Suppose we have a population of urns that we select from at random. For simplicity, we'll assume that we have a continuum of urns, and that the proportion of black balls in each urn is distributed uniformly on \([0, 1]\). Once we've chosen an urn, we'll draw a single ball from it, note its color, and then place it back into the urn. Then we'll choose a different urn at random, and continue in this way until we've noted the color of \(K\) urns. Because we have a continuum of urns where the success probabilities are uniform on \([0, 1]\), the overall proportion of black balls in the urns is just the expected value of this uniform distribution, namely \(1/2\). We are then asking: if we randomly select urns, and then randomly select balls from those urns, will the frequency of black balls converge on \(1/2\)?
Let \(P_{k}\) be the success probability for a given urn. We have already said that \(P_{k} \sim U(0, 1)\). Once we've chosen an urn, the probability of drawing a black ball is fixed at \(P_{k} = p_{k}\), and thus the outcome of the draw \(B_{k}\) is Bernoulli(\(p_{k}\)). We can summarize these relationships by saying \[\begin{align*} P_{k} &\sim U(0, 1) \\ B_{k} | P_{k} = p_{k} &\sim \text{Bernoulli}(p_{k}). \end{align*}\] And now we ask \[ \frac{1}{K} \sum_{k = 1}^{K} B_{k} \xrightarrow{???} E[P] = 1/2.\]
The answer is yes. And the quickest way to get there (that I've thought of) is to determine the marginal distribution of the \(B_{k}\). That is, we know the marginal distribution of \(P_{k}\), and we know the conditional distribution of \(B_{k}\) given \(P_{k}\). So we can append those two together to get the joint distribution of \((B_{k}, P_{k})\) and then marginalize out the \(P_{k}\) to get the marginal distribution of \(B_{k}\). I was surprised by the result, though perhaps should not have been.

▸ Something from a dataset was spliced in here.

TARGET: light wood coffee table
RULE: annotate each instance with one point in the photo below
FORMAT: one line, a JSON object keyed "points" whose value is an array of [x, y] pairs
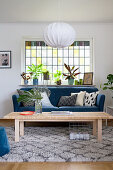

Performing a few computations, we see that \[ f(b, p) = f(p) f( b | p) = 1 \cdot p^{b} (1 - p)^{1-b}\] and thus \[ f(b) = \int_{0}^{1} 1 \cdot p^{b} (1 - p)^{1-b} \, dp.\] At this point, we could brush off our NIST Digital Library of Special Functions and look up the Beta function. Or we can take note that we only care about when \(b = 0\) (which gives us the probability of seeing a white ball) or \(b = 1\) (which gives us the probability of seeing a black ball). For example, substituting in \(b = 1\), we get \[ f(1) = \int_{0}^{1} 1 \cdot p \, dp,\] which is just the expected value of \(P\), namely 1/2. Thus, we see that the \(B_{k}\) are marginally Bernoulli(\(E[P]\)). Of course, after we've seen this trick with \(P \sim U(0, 1)\), we notice that we can pull the same trick for \(P\) distributed according to any well-behaved distribution. This is because we'll always have \[ f(1) = \int_{S(P)} f(p) \cdot p \, dp = E[P],\] where \(S(P)\) is the support of \(P\), namely \(S(P) \subset [0, 1]\), and in the original example, \(S(P) = [0, 1]\).
And this is the result that I found weird. We're choosing the success probabilities according to some distribution \(P\), and then choosing the balls based on this success probability. And yet marginally, if we just looked at the \(B_{k}\), they will look identical to if we just sampled the \(B_{k}\) according to a Bernoulli(\(E[P]\)) distribution. In other words, we might as well skip straight to sampling \(B_{k}\) instead of first sampling \(P_{k}\) and then sampling \(B_{k} | P_{k} = p_{k}\). It wasn't obvious to me that this should be the case. And yet that is what's going on. Even if we take \(P\) to be discrete. For example, if we have ten urns, each with a different proportion of black balls, and we choose each urn with equal (or for that matter, unequal) probability. On each draw, it will be precisely as if we've sampled from a single urn with the proportion of black balls given by the (possibly weighted) average over the proportions from all of the urns.
And now Poisson's result is straightforward to show. We can apply either the weak or strong law of large numbers directly to the sequence \(B_{1}, B_{2}, \ldots\) and we get what we want. Namely, \[ \frac{1}{K} \sum_{k = 1}^{K} B_{k} \xrightarrow[\text{or } a.s.]{P} E[P] = 1/2\]
So Poisson's problem really reduces to Bernoulli's problem, if we look at it in the right way.